Exhausted, I crawled out of bed, washed up in cold water, and got ready for school. As I trudged down the stairs, I shook my head at the waste. What did I need to learn that I didn’t know already? But there was no convincing anyone of that. Apparently, it was a rule that I had to attend until I was sixteen—at which point I could remove myself. If Momma Oaks had anything to say about it, I would work with her full time, making clothes.
Sometimes I’d rather go back down below.
School
The school was the size of a large house, the interior space divided up by age groups. Colorful charts and pictures decorated most of the walls, except for the one where the blackboard hung. It was smooth, but hard like a rock, and Mrs. James, the teacher, used white sticks to write on it. Sometimes the brats scrawled stupid messages on it, often about Stalker or me.
Mrs. James moved among us, supervising our work. I hated this because I sat with brats younger than myself. I held my pencil awkwardly; writing didn’t come as easy as using my knives. The brats laughed at me behind their hands, eyes amused and innocent. I couldn’t even bring myself to dislike them for their careless prejudice.
They knew only safety and comfort. These brats were smug and self-assured, confident of their place in the world. In some respects I envied them. They didn’t have nightmares, or if they did, they weren’t about real things. Most had never seen a monster, let alone killed one. They’d never seen a Freak feeding on someone who died in the enclave, and then was cast out like garbage.
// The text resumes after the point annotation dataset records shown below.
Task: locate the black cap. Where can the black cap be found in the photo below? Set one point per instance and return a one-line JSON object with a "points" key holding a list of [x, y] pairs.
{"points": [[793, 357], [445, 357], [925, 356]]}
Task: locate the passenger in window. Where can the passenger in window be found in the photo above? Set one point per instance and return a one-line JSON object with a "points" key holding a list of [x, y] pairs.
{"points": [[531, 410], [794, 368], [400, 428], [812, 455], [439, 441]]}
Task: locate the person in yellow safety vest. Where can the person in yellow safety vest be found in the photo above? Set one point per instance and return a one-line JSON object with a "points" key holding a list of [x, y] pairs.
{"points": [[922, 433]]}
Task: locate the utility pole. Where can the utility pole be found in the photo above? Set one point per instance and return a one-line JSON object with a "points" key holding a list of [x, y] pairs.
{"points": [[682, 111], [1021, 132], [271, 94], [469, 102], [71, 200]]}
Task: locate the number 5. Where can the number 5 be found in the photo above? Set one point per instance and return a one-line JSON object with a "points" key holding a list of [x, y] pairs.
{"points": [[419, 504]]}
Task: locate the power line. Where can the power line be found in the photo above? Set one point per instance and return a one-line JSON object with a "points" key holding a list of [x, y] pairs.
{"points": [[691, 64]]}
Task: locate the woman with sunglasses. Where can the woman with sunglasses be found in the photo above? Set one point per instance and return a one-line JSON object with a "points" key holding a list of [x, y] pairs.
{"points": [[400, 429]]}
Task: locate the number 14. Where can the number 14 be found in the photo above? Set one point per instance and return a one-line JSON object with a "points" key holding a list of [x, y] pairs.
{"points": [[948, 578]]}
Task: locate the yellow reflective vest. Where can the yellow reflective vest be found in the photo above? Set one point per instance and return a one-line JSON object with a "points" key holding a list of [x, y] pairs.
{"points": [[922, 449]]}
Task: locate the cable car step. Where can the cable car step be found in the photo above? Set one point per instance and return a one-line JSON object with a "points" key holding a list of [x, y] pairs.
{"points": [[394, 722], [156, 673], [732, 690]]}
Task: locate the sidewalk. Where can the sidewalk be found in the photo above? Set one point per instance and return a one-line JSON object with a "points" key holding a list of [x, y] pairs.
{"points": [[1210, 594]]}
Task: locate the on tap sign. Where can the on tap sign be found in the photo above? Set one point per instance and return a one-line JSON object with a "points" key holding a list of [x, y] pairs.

They didn’t know how ruined the world was beyond the walls; they’d never felt claws tearing through their flesh. Small wonder I had nothing in common with these Salvation young.
As for the teacher, Mrs. James thought Stalker was a savage. Fade she liked a little better, because his scars could be hidden, and he knew how to show a polite, distant face. He had been doing it for years, after all, well before we went Topside. Nobody saw anything he didn’t intend to reveal. Mrs. James liked Tegan, much as all adults did, whereas she sighed at me, calling me an “unfortunate case of blighted potential,” whatever that meant.
Today, she was running on about some terrible tragedy, determined we’d learn from our forebearers’ mistakes. “And so, that’s why it’s imperative to pay attention to the past. We don’t want to repeat such errors, do we?”
While Mrs. James lectured, my mind wandered. Things that happened in the enclave—that I hadn’t questioned at the time—troubled me now. I wondered how bad a person I was for not realizing there were problems sooner. Sometimes worry and regret balled up in my stomach like a sickness.
I killed my first man when I was twelve years old.
It was my final trial, the last test I would undergo before being accepted as a Huntress. Though I had been training for it, this deed determined whether I had a fierce heart. I could still see his face, even three and a half years later; he had been weak and injured. The elders told me he was a Nassau spy, caught skulking inside our borders outside the safety of a trading party. I remember how he begged for mercy, his voice hoarse with despair. I’d steeled myself. It was the first time I’d held a knife, as brats owned no weapons. In hindsight, I should have smelled the stench of the elders’ dishonesty, but I hadn’t paid close enough attention.
“They brought me here,” he’d moaned. “They brought me.”